Exploring Scientific Boundaries
Musings of a scholar in progress
I was recently asked by a colleague of mine here at MIT whether I thought that urban planning and design could be considered true science.
His point was that the discipline lacked the precision of the natural and exact sciences. Whatever findings we get from our research couldn’t really be labeled as measurable, replicable, or objective truth, therefore the field was not truly scientific in nature.
The question took me aback at first, as I am a PhD candidate in urban planning. The premise behind the question seemed totally out of place in the temple of knowledge that is MIT, where open-mindedness is a highly valued trait. However, I didn’t believe the question was posed with intentional malice, but rather out of honest confusion combined with a typical MIT argumentative streak.
In the following days, we exchanged emails trying to intellectually reconcile the matter. I set out to ask other people inside and outside the campus for their opinion. It turned out to be a more controversial topic than I originally imagined.
Most of the people I spoke with shared my position. The mere thought of labeling some areas of knowledge such as mathematics, physics, chemistry, biology and computer sciences as true sciences and some others such as behavioral, social sciences, economics, and planning as not, seemed anathema. It seemed completely against the values of a place like MIT.
For others, however, I could sense a similar confusion to that of my colleague. Conceptually they agreed that science was an endeavor for knowledge based on the scientific method but simultaneously — I would even argue subconsciously — viewed the different sciences with a hierarchical frame of mind.
The most telling thing was the euphemistic language often used for what was envisioned as lesser sciences (i.e. social sciences, economics, planning, design). Some would refer to them as scholarly pursuits, disciplines, or complementary ‘approaches’ rather than as true sciences. For a smaller few, the real surprise was that I was even asking the question.
Obviously (to them), some types of sciences were true and others were not. “Are you kidding me,” they seemed to say, “putting astrophysics and behavioral science in the same sentence? Preposterous!”
As a scholar in progress, I think and feel that it is important to have an opinion.
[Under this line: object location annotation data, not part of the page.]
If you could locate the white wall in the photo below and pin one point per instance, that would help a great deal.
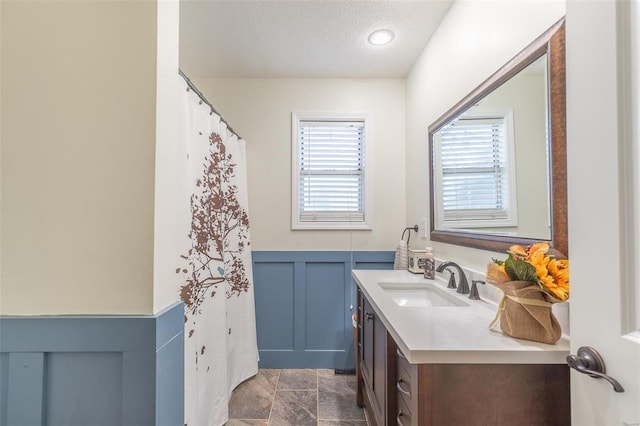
(78, 149)
(474, 40)
(260, 111)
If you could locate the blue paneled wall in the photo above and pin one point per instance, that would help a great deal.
(304, 301)
(93, 370)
Not simply a matter of fact one, but rather one that invites further debate. After some reflection, here are my thoughts on the matter.
I believe that science is defined as the systematic study, discovery, and creation of knowledge; this is done through structured methods of observation and experimentation. In short, the scientific method.
The key resides in thinking critically, having intellectual honesty, and applying methodological rigor when answering a question. This is what truly separates science from pseudo-science, as eloquently explained by Carl Sagan in “A demon-haunted world”. As such we can have both scientific (i.e. honest and rigorous) or pseudo-scientific (i.e. dishonest and non-rigorous) answers in any discipline.
The scientific method requires that we search continuously for better explanations of physical, natural and social phenomena. Seldom is this knowledge created in a vacuum; it rather builds from existing knowledge.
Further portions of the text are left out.